Eames gives her his here, have a bite of this apple grin. “Duly noted.”

She turns to Arthur. “Come here,” she says, and before he can do so much as twitch, she takes his face in her hands and kisses him.

He tastes of the red wine they’ve been drinking, and he smells amazingly masculine, like expensive aftershave and leather. He’s completely taken aback by her sudden attack, she can tell by how it takes him half a minute to get with the program and return the kiss. But then he’s quick to pull her closer, to slide one hand into her hair and rest the other on her waist, to hook one heel around the back of her leg like he’s worried she’s going to pull away at any moment.

He has absolutely no reason to be worried, though, because Ariadne’s anger is slowly dissolving, dissipating with any remaining reservations she might have had about doing this because this is good. Really good. Far better than the stolen dream kiss, because this kiss is real. Real and hot and wet, and those really are Arthur’s hands on her, and he really is kissing her like he’s devouring her, like this is his one and only chance to taste her.

On the other side of the coffee table, Eames makes an appreciative noise.

The sound snaps her back to reality, and Ariadne breaks the kiss, breathing heavily. She licks her lips, swallows thickly. She is overwhelmed and out of her depth; her heart is pounding in her chest, her whole body flushed and loose thanks to the wine.

Arthur watches her, concerned, and strokes the soft spot under her ear with his thumb. “Ariadne?”

Right. Time to man up. Either she’s doing this or she isn’t. “I just want to make sure we’re clear on one thing.”

“Anything,” Arthur says solemnly, like he’s ready to make any vow she requires of him.

“Somebody is buying me breakfast tomorrow morning.”

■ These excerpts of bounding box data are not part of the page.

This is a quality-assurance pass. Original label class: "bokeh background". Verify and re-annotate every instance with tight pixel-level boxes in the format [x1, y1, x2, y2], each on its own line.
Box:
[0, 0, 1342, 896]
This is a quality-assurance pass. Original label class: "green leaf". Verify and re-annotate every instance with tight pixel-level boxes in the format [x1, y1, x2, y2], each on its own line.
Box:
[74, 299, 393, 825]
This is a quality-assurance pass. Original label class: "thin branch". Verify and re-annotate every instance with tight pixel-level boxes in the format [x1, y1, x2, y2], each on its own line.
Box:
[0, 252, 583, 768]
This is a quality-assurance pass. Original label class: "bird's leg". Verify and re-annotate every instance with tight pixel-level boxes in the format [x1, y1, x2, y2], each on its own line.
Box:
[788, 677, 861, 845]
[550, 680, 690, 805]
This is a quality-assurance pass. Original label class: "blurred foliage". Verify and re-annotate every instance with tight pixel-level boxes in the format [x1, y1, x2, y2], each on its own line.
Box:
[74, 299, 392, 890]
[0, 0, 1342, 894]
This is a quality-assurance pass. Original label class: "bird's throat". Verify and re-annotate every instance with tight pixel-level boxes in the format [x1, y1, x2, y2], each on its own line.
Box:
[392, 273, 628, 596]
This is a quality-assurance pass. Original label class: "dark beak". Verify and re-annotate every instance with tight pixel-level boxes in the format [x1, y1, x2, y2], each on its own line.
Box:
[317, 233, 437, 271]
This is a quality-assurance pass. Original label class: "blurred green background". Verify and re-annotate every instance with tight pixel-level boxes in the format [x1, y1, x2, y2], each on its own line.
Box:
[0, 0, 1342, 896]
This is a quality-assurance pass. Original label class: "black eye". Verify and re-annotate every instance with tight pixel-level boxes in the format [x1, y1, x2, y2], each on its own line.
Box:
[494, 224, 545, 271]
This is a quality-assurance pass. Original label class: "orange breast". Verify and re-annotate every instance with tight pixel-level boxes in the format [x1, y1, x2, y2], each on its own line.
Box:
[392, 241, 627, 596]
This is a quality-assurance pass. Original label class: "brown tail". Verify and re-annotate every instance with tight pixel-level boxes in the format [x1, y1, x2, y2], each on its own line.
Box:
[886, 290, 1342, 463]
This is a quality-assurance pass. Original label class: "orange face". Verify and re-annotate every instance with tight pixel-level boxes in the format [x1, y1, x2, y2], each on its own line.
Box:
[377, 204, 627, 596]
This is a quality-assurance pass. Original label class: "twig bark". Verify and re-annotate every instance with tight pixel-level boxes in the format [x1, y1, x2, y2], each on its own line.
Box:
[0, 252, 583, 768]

Eames begins to laugh, and Arthur wastes no time in leaning in to kiss her again.

***

Somehow they end up in the bedroom.

She thinks Eames might have taken charge of that, since he had complained that Arthur knew he hated shagging on sitting room furniture and could they please take it somewhere more comfortable? But she was rather distracted by Arthur’s mouth and his hands straying up beneath her shirt, and, you know, the whole threesome thing in general to really pay attention to unimportant details like how they got to the bedroom.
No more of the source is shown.